Any terrorist attack that could be clearly attributed to support by Iraq, as was the September 11 attack to the Taliban government in Afghanistan, would clearly provoke a U.S. military response and a regime change in Iraq.

Other conditions, however uncontested, are not a clear threat to U.S. national interests and there is no clearly correct U.S. response. They include the following: The Iraqi government is clearly a threat to the Iraqi population. The issue here is whether U.S. interests are clearly served by using military force to overthrow a local tyrant. Iraq is also a potential threat to some of the neighbor countries. The issue here is whether U.S. interests are clearly served by a war with Iraq to prevent such a regional threat from being exercised, even if, as is now the case, the major neighbor governments do not support such a war.

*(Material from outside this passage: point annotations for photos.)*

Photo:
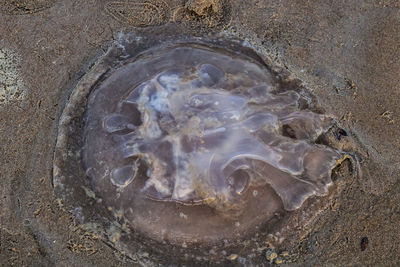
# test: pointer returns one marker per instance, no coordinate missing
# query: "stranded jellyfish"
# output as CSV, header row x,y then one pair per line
x,y
192,144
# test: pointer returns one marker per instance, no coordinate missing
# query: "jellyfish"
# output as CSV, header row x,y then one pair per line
x,y
194,144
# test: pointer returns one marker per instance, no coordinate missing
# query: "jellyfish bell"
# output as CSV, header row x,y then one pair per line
x,y
189,143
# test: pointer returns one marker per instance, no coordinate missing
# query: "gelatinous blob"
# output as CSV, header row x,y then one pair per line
x,y
189,130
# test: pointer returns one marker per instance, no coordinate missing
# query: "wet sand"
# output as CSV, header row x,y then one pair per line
x,y
346,52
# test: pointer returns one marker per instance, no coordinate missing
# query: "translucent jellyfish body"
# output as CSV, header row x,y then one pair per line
x,y
193,144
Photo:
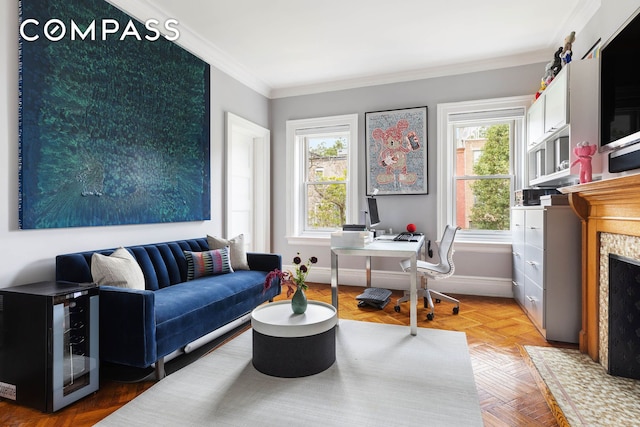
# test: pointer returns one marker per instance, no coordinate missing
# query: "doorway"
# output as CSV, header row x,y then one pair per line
x,y
248,197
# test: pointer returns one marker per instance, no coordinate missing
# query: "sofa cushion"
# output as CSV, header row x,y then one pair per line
x,y
237,250
118,269
207,263
187,311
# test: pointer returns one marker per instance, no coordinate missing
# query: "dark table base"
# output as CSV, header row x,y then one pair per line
x,y
294,357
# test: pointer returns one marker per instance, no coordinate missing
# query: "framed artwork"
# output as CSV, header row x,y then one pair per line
x,y
113,128
396,151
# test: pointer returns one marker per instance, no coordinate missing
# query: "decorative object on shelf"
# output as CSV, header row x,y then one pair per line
x,y
396,146
566,50
295,282
584,151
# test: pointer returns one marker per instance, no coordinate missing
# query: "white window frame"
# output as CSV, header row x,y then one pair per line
x,y
450,114
295,201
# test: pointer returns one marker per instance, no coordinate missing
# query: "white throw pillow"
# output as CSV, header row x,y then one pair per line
x,y
237,251
118,269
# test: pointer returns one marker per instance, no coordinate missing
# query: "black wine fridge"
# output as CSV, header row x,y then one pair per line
x,y
48,343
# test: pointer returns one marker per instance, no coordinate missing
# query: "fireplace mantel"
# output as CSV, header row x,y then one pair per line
x,y
610,206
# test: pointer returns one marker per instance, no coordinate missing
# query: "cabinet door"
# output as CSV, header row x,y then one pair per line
x,y
555,111
534,228
535,121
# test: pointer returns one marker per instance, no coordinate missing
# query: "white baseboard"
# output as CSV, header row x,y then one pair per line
x,y
456,284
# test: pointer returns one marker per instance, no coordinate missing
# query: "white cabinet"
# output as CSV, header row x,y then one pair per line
x,y
565,114
547,269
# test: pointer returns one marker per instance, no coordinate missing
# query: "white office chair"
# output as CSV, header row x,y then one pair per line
x,y
442,270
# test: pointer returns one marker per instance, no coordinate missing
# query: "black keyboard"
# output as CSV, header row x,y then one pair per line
x,y
405,236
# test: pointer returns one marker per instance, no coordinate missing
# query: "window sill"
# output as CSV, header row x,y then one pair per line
x,y
320,239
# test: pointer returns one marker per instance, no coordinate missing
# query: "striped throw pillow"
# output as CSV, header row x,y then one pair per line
x,y
207,263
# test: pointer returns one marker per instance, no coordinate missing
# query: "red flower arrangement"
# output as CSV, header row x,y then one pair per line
x,y
290,280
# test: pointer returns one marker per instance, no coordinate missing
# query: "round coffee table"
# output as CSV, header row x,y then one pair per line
x,y
292,345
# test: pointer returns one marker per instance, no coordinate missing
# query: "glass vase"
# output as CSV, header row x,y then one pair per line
x,y
299,301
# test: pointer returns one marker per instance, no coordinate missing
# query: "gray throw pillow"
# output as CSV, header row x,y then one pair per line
x,y
237,251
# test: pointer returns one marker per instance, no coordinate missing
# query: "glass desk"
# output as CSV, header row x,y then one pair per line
x,y
385,247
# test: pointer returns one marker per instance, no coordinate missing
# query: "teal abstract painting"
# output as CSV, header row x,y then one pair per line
x,y
114,123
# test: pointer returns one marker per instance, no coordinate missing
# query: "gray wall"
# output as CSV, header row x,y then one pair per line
x,y
397,211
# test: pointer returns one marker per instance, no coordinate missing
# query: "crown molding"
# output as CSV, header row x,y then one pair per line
x,y
191,41
425,73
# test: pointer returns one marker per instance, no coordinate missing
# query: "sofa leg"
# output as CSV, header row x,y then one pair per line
x,y
160,372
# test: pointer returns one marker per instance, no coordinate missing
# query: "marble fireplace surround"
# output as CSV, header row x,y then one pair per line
x,y
610,215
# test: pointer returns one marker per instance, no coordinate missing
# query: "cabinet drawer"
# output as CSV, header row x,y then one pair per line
x,y
518,256
518,286
534,302
517,226
534,264
534,228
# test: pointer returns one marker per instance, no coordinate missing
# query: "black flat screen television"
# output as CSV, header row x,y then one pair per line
x,y
620,87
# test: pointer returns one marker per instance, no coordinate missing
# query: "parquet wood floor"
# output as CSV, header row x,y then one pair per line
x,y
495,328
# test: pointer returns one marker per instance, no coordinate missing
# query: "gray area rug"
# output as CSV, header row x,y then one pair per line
x,y
584,393
382,376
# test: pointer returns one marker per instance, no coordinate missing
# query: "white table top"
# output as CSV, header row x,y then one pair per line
x,y
384,246
277,319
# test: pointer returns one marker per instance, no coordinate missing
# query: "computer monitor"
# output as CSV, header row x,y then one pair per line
x,y
372,211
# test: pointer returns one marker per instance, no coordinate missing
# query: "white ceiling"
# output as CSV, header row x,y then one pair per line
x,y
290,47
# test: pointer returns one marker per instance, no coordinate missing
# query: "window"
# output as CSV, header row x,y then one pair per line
x,y
321,175
481,165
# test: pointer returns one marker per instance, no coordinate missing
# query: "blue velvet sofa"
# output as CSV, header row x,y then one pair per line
x,y
140,327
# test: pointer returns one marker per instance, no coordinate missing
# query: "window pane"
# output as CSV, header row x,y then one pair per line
x,y
483,204
326,206
327,158
483,150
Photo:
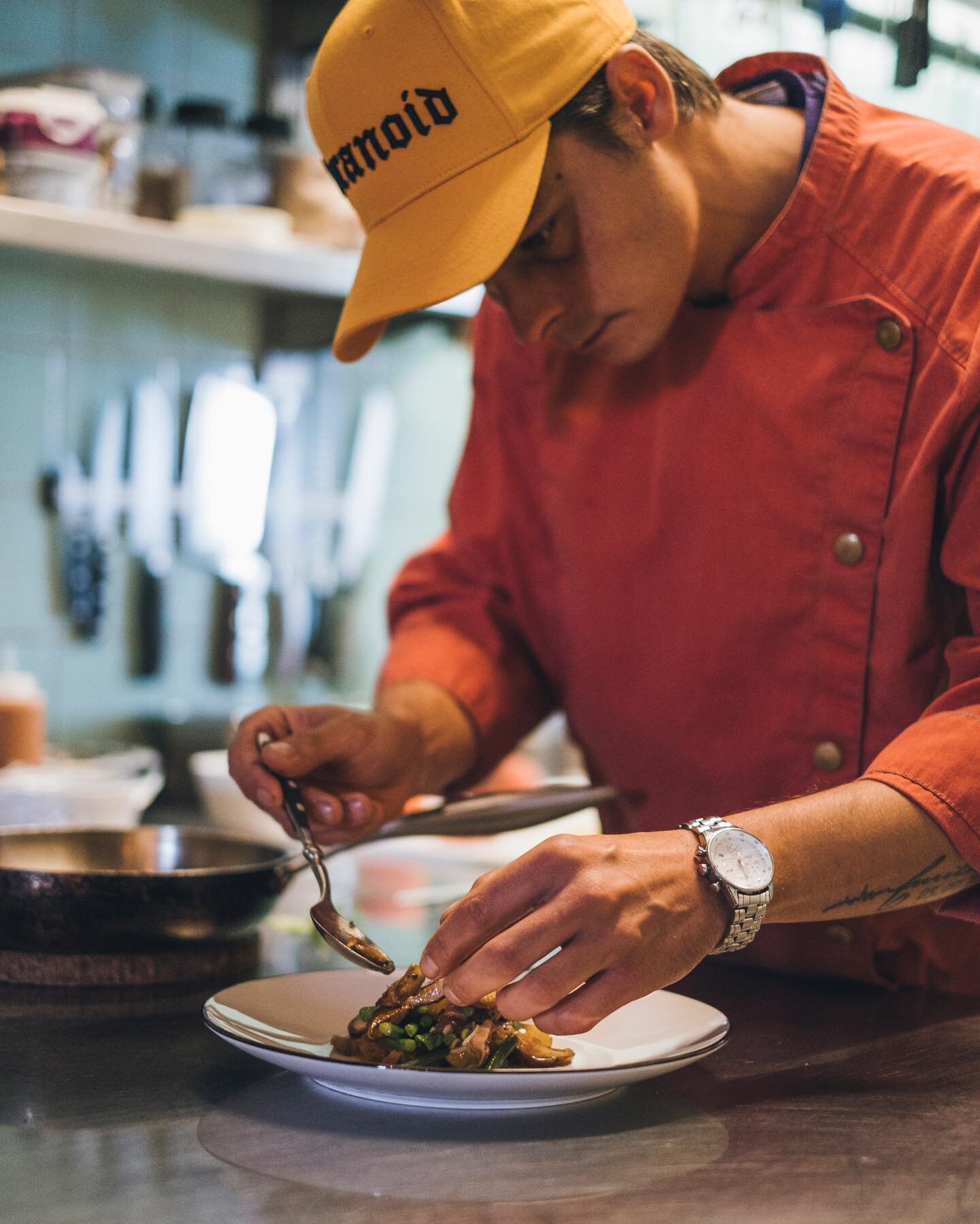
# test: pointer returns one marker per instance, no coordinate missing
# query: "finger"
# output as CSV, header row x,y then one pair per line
x,y
598,998
548,986
245,764
329,743
326,810
495,902
510,954
353,816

A war, of course, is not without costs.

In this case, the major cost of a war with Iraq is that it would undermine the continuing and more threatening war against terrorism. Critical intelligence resources would be diverted to the conduct of the war and away from the war against terrorism. Other governments, whose support is not critical to a war in Iraq, may reduce their cooperation in the sharing of intelligence on terrorists and their willingness to arrest and possibly extradite terrorists. And a war with Iraq threatens to enflame the militant Muslims around the world and unify them against the United States. Those of us who live and work in the District of Columbia (and in New York City) would be more threatened by terrorism as a consequence of a U.S. war with Iraq.

One other cost of a war with Iraq is that it would be strongly contrary to the centuries-old principle of international law against preventive wars, the principle by which Americans have always distinguished the bad guys from the good guys. A U.S. violation of this principle may invite a more general breakdown of this important principle. A third cost of a war with Iraq would be the casualties of innocent people, both Americans and Iraqis, casualties that are likely to be high in an urban end-game for the Iraqi regime.

Compared to these costs, the budget and economic costs of the war, probably less than one percent of one year's U.S. GDP, seem trivial.

In summary, Secretary Powell's articulate enumeration provided more detail on Saddam Hussein's deceits and transgressions but no new information that would make a sufficient case for the U.S. to wage a preventive war with Iraq.